Rees bir telefon görüşmesinde, “Hikâyenin bu kısmını anlatıp onlara adaleti sağlama ve cesaretlerini gösterme arzumun büyük bir kısmı buydu” dedi. “Dışarıda uğruna savaştıkları şey, kendi topraklarında onlara verilmeyecek. Bu adamlar, hayatlarını riske atmalarına ve beyaz meslektaşları kadar zor şeyler yapmalarına rağmen, yurtdışında kendi ülkelerinde olduğundan daha Amerikalılar.

İkinci Dünya Savaşı ile ilgili hikayeler, geçmiş bir döneme yönelik belirsiz bir saygıya dönüşebilir ve bu da nostalji makinesine daha fazla yakıt sağlar.

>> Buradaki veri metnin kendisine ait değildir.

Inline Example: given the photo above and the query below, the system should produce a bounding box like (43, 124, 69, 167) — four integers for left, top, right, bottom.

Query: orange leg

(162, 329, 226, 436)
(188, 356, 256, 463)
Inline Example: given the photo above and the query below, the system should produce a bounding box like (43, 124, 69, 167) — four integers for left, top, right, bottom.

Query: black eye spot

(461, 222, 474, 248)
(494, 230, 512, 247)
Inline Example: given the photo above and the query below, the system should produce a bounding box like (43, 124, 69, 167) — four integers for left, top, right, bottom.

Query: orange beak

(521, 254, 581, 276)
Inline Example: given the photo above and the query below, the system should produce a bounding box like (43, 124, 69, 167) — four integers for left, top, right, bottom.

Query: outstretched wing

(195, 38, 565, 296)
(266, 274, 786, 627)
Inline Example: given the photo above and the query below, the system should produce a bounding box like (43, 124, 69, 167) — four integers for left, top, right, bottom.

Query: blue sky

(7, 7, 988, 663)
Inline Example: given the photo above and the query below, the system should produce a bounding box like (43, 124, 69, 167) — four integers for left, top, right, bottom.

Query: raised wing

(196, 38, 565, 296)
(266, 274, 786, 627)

Sonuçta İkinci Dünya Savaşı bir tür kültür endüstrisine dönüştü ve arkasında bir yığın kitap, televizyon ve film bıraktı. Ancak Hanks'e göre bu yorum burada geçerli değil. “Havanın Ustaları”nın spesifik temalarının sadece yankı uyandırmakla kalmayıp günümüze de uygulanabilir olduğuna inanıyor.

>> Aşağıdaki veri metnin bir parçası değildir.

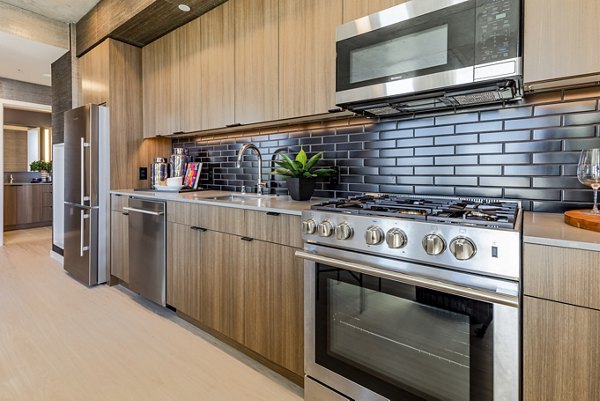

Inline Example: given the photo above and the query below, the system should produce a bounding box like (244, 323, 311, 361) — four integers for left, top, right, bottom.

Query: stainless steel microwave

(336, 0, 523, 117)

Hanks çarşamba günü telefonla yaptığı açıklamada, 2. Dünya Savaşı hikaye anlatımının “hayal ürünü nostaljide tamamen kaybolabilen, beni gözyaşlarına kadar sıkan ve bence asıl noktayı kaçıran bir yönü var” dedi.

“Bu, insan varoluşunda bir bölünme olacağına dair hiçbir şüphenin olmadığı bir zamandı” dedi. “Dünyanın kendi bölgelerine hükmetmek için insanları öldüren ve köleleştiren gerçekten kötü imparatorluklar vardı.” Ancak günümüzün çatışmaları daha karmaşık görünse bile, iyi vatandaşlık, vatandaşlık görevi ve Sorumluluk gibi en önemli şeyler aynı kalıyor. katma.

“Elbette dünya artık tamamen farklı” dedi. “Ama yine de asıl soruya geliyorsunuz: Gerçek nedir, adalet nedir ve bunda nasıl bir rol oynamalıyım? Bütün edebiyat öyle ya da böyle buna dayanmıyor mu? Tüm hikaye anlatımının amacı bu değil mi?”